How to get started with CRI investments
Financial aid
Before you begin investing, make sure to learn about the workings, risks, and advantages of these securities through books, courses, articles, and advice from financial experts.
Define your investment objectives and characteristics.
Evaluate your objectives, deadlines, and risk tolerance to determine how CRIs align with your investment approach.
Create an account with a brokerage firm or financial institution.
Check the fees related to your account such as brokerage and custody charges, and select a financial institution that suits your requirements and provides a range of choices.
Conduct a market analysis
Before deciding on which CRIs to invest in, it’s important to conduct a market analysis to assess the available opportunities.
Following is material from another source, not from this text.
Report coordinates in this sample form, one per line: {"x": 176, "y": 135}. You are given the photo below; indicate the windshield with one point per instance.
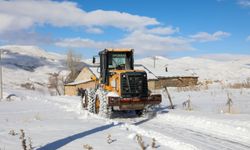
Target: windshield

Factors to consider include the quality of broadcasters, types of ballasts, maturity, interest rates, and risk. Consulting market analysis reports, staying informed about real estate news, and seeking expert advice can help inform your investment decisions.
Regularly monitor and evaluate your investments.
It is crucial to monitor your investments closely after making them and adjust your strategy as needed. Stay informed about market conditions, reallocate resources, and be ready to make decisions to safeguard and optimize your returns in the long run.
Summary
By following these steps, you will be prepared to begin your CRI investment journey and establish a strong, varied portfolio in the financial market. Remember to seek expert advice when necessary and base your investment choices on thorough analysis.